The box itself looks like it's been assembled on someone's kitchen table in the Far East. It is basically a circuit board, a few connections including composite, component, HDMI V1.3 and Ethernet outputs, cage sides and a top held on with thumbscrews.

Low marks for style, then, and also for the six-page instruction booklet, which is extremely rudimentary considering that it could clearly do with a 100-page manual.

It comes without any internal storage, but you can add a SATA hard drive of up to 1.5Tb to enhance its functionality.

You get an infrared remote control, and a wireless dongle is an optional extra.

Wide scope

Using a Linux operating system, the A-110 will play a staggering range of video, audio and image file formats, including MPEG1/2/4, VOB, AVI, WMV, Matroska (MKV), MOV (H.264), XviD SD/HD, WMV9, MP3, WAV, WMA, FLAC, JPEG, BMP, PNG, and subtitle files – the list goes on and on (and will be enhanced by firmware updates).

It will also pass through for external processing DTS, Dolby Digital, DTS-HD MA, DTS-HD HR, Dolby True HD and Dolby Digital Plus sound formats, and handle PAL or NTSC, 50Hz or 60Hz, at up to 1080p resolution.

Streaming material

The A-110 can stream material from a PC on your network to a television, and act as a network media server, or as an internet portal to services such as YouTube, FlickR, Vuze, and SayaTV.

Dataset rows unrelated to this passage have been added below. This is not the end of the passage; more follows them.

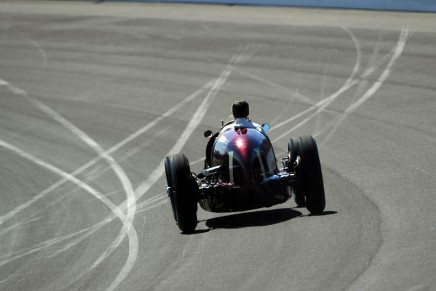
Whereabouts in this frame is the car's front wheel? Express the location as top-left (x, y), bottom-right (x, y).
top-left (165, 154), bottom-right (198, 233)
top-left (297, 136), bottom-right (325, 214)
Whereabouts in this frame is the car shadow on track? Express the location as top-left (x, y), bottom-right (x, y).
top-left (206, 208), bottom-right (302, 230)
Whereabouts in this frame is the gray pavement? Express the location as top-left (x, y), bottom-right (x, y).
top-left (0, 1), bottom-right (436, 290)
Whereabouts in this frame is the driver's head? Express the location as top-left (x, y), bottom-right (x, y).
top-left (232, 101), bottom-right (250, 119)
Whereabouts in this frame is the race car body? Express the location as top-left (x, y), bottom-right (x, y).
top-left (165, 117), bottom-right (325, 232)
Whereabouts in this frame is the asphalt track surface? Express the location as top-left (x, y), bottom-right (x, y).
top-left (0, 1), bottom-right (436, 291)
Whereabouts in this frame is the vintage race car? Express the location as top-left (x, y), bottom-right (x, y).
top-left (165, 117), bottom-right (325, 233)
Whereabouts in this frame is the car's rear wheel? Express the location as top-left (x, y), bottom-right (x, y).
top-left (297, 136), bottom-right (325, 214)
top-left (165, 154), bottom-right (198, 233)
top-left (164, 156), bottom-right (177, 222)
top-left (288, 138), bottom-right (306, 207)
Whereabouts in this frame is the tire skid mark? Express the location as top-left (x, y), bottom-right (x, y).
top-left (271, 28), bottom-right (408, 143)
top-left (0, 45), bottom-right (250, 290)
top-left (270, 27), bottom-right (362, 143)
top-left (20, 94), bottom-right (139, 290)
top-left (131, 46), bottom-right (245, 204)
top-left (315, 27), bottom-right (409, 142)
top-left (0, 79), bottom-right (213, 225)
top-left (0, 139), bottom-right (125, 266)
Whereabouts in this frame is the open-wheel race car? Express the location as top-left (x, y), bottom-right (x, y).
top-left (165, 119), bottom-right (325, 233)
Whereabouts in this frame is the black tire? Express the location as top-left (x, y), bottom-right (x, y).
top-left (297, 136), bottom-right (325, 214)
top-left (288, 138), bottom-right (297, 170)
top-left (165, 154), bottom-right (198, 233)
top-left (164, 157), bottom-right (177, 222)
top-left (288, 138), bottom-right (306, 207)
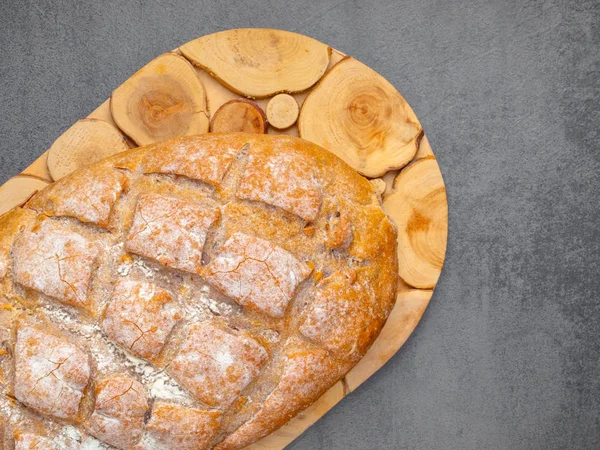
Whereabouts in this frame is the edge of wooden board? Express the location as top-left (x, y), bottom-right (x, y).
top-left (0, 34), bottom-right (446, 450)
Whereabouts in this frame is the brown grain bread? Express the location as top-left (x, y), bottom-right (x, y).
top-left (0, 134), bottom-right (398, 450)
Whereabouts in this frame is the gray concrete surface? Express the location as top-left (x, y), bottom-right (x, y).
top-left (0, 0), bottom-right (600, 450)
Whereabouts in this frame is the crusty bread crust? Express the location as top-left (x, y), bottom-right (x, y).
top-left (0, 133), bottom-right (397, 450)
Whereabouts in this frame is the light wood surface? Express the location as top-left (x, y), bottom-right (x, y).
top-left (210, 98), bottom-right (267, 134)
top-left (267, 94), bottom-right (300, 130)
top-left (298, 57), bottom-right (422, 177)
top-left (110, 53), bottom-right (208, 145)
top-left (179, 28), bottom-right (331, 98)
top-left (383, 156), bottom-right (448, 289)
top-left (47, 119), bottom-right (129, 180)
top-left (0, 30), bottom-right (448, 450)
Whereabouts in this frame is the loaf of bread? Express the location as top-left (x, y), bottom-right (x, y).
top-left (0, 134), bottom-right (398, 450)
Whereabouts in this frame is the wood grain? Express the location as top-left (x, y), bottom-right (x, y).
top-left (0, 30), bottom-right (447, 450)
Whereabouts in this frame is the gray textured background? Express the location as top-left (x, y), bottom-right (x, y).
top-left (0, 0), bottom-right (600, 450)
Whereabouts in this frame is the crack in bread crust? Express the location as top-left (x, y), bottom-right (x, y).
top-left (0, 133), bottom-right (397, 450)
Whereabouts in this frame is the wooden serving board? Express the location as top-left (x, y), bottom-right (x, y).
top-left (0, 29), bottom-right (448, 449)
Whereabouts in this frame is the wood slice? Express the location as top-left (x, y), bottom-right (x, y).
top-left (210, 98), bottom-right (267, 134)
top-left (111, 53), bottom-right (209, 146)
top-left (0, 175), bottom-right (50, 215)
top-left (346, 289), bottom-right (433, 391)
top-left (414, 135), bottom-right (434, 160)
top-left (267, 94), bottom-right (300, 130)
top-left (48, 119), bottom-right (129, 180)
top-left (20, 155), bottom-right (53, 183)
top-left (298, 57), bottom-right (422, 177)
top-left (383, 157), bottom-right (448, 289)
top-left (0, 29), bottom-right (447, 449)
top-left (179, 28), bottom-right (331, 98)
top-left (246, 381), bottom-right (348, 450)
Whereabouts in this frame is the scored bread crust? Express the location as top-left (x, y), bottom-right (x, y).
top-left (0, 133), bottom-right (397, 450)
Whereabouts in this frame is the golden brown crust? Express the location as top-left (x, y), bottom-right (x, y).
top-left (0, 133), bottom-right (397, 449)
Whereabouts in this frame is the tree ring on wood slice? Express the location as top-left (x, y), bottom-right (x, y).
top-left (47, 119), bottom-right (129, 180)
top-left (267, 94), bottom-right (300, 130)
top-left (298, 57), bottom-right (422, 178)
top-left (0, 175), bottom-right (49, 215)
top-left (111, 53), bottom-right (209, 145)
top-left (210, 98), bottom-right (267, 134)
top-left (179, 28), bottom-right (331, 98)
top-left (383, 157), bottom-right (448, 289)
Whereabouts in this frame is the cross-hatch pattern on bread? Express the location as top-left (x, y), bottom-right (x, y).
top-left (0, 134), bottom-right (397, 450)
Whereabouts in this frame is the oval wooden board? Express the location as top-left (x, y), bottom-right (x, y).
top-left (0, 30), bottom-right (447, 450)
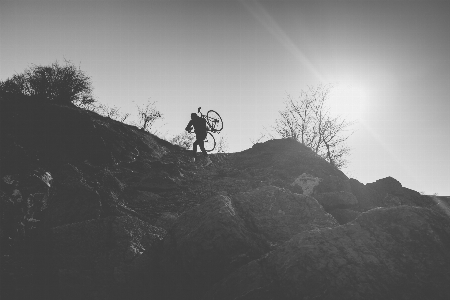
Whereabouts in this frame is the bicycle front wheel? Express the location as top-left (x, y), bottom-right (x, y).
top-left (206, 110), bottom-right (223, 131)
top-left (204, 131), bottom-right (216, 152)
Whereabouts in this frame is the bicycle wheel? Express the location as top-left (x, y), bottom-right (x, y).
top-left (206, 110), bottom-right (223, 131)
top-left (204, 131), bottom-right (216, 152)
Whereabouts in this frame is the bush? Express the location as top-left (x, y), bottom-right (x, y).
top-left (0, 60), bottom-right (95, 105)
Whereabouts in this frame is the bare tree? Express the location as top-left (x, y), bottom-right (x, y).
top-left (0, 60), bottom-right (95, 105)
top-left (137, 101), bottom-right (163, 132)
top-left (170, 131), bottom-right (195, 150)
top-left (273, 85), bottom-right (353, 168)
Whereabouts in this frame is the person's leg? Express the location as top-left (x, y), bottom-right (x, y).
top-left (198, 140), bottom-right (208, 157)
top-left (192, 140), bottom-right (198, 159)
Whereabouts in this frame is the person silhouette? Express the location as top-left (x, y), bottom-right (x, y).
top-left (185, 113), bottom-right (212, 167)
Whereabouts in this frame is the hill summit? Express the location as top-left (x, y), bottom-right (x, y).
top-left (0, 97), bottom-right (450, 300)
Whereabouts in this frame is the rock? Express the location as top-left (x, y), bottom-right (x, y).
top-left (366, 177), bottom-right (402, 197)
top-left (155, 212), bottom-right (178, 230)
top-left (314, 191), bottom-right (358, 211)
top-left (315, 174), bottom-right (351, 193)
top-left (204, 206), bottom-right (450, 300)
top-left (291, 173), bottom-right (321, 196)
top-left (234, 186), bottom-right (338, 244)
top-left (161, 195), bottom-right (269, 299)
top-left (349, 178), bottom-right (381, 211)
top-left (162, 186), bottom-right (339, 299)
top-left (328, 208), bottom-right (361, 225)
top-left (52, 216), bottom-right (165, 299)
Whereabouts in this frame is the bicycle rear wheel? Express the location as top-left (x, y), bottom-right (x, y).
top-left (206, 110), bottom-right (223, 131)
top-left (204, 131), bottom-right (216, 152)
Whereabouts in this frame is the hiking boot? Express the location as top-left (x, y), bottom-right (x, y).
top-left (205, 157), bottom-right (212, 167)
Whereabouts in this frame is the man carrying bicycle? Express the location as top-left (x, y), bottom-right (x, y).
top-left (185, 113), bottom-right (212, 167)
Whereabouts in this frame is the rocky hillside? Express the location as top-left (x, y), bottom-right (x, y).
top-left (0, 97), bottom-right (450, 300)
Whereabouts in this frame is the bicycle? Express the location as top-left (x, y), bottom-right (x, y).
top-left (190, 107), bottom-right (223, 152)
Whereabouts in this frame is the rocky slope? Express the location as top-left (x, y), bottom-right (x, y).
top-left (0, 96), bottom-right (450, 300)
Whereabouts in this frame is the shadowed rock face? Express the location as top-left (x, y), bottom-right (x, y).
top-left (0, 95), bottom-right (450, 300)
top-left (208, 206), bottom-right (450, 299)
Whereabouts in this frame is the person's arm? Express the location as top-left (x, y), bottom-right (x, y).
top-left (184, 120), bottom-right (192, 131)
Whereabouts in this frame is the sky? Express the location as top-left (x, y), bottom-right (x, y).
top-left (0, 0), bottom-right (450, 196)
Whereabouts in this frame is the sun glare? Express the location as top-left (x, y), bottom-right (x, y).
top-left (329, 83), bottom-right (369, 121)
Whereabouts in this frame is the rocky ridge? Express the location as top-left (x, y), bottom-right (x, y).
top-left (0, 96), bottom-right (450, 300)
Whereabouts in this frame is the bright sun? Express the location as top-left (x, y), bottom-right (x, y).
top-left (329, 82), bottom-right (369, 121)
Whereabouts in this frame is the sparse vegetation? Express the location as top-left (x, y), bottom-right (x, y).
top-left (273, 85), bottom-right (353, 168)
top-left (0, 60), bottom-right (95, 106)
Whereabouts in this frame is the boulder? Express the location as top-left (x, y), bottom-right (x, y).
top-left (204, 206), bottom-right (450, 300)
top-left (291, 173), bottom-right (321, 196)
top-left (314, 191), bottom-right (358, 211)
top-left (52, 216), bottom-right (165, 299)
top-left (235, 186), bottom-right (338, 245)
top-left (161, 195), bottom-right (269, 299)
top-left (315, 174), bottom-right (352, 193)
top-left (328, 208), bottom-right (361, 225)
top-left (162, 186), bottom-right (339, 299)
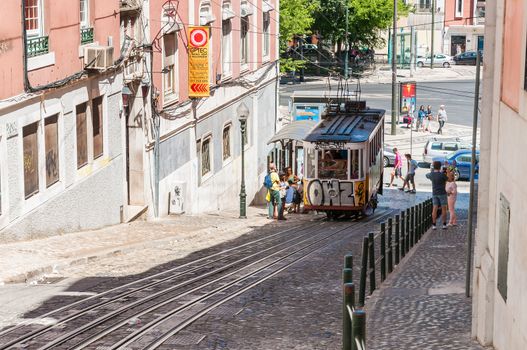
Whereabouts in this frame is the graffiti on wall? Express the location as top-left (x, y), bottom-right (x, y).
top-left (304, 179), bottom-right (366, 206)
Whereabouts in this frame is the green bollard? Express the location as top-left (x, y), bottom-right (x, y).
top-left (342, 283), bottom-right (355, 350)
top-left (368, 232), bottom-right (377, 295)
top-left (359, 237), bottom-right (369, 306)
top-left (342, 268), bottom-right (353, 283)
top-left (394, 214), bottom-right (401, 265)
top-left (387, 218), bottom-right (393, 273)
top-left (380, 222), bottom-right (386, 282)
top-left (351, 310), bottom-right (366, 349)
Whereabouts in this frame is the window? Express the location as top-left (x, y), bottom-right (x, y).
top-left (24, 0), bottom-right (42, 36)
top-left (221, 19), bottom-right (232, 75)
top-left (44, 114), bottom-right (59, 187)
top-left (77, 103), bottom-right (88, 169)
top-left (92, 96), bottom-right (104, 159)
top-left (22, 122), bottom-right (38, 198)
top-left (80, 0), bottom-right (89, 28)
top-left (223, 125), bottom-right (231, 160)
top-left (263, 12), bottom-right (271, 57)
top-left (240, 17), bottom-right (249, 66)
top-left (456, 0), bottom-right (463, 17)
top-left (201, 137), bottom-right (211, 176)
top-left (419, 0), bottom-right (431, 10)
top-left (163, 33), bottom-right (177, 99)
top-left (318, 150), bottom-right (348, 180)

Theoretically, it can browse any website, but there are currently severe limitations on what browser languages it supports.

It can also act as a torrent device – happily downloading countless files while you are away doing something else.

Users are in raptures over the A-110, and we do agree that it's remarkably powerful and flexible – but you require lots of PC savvy and patience to get the most possible from it.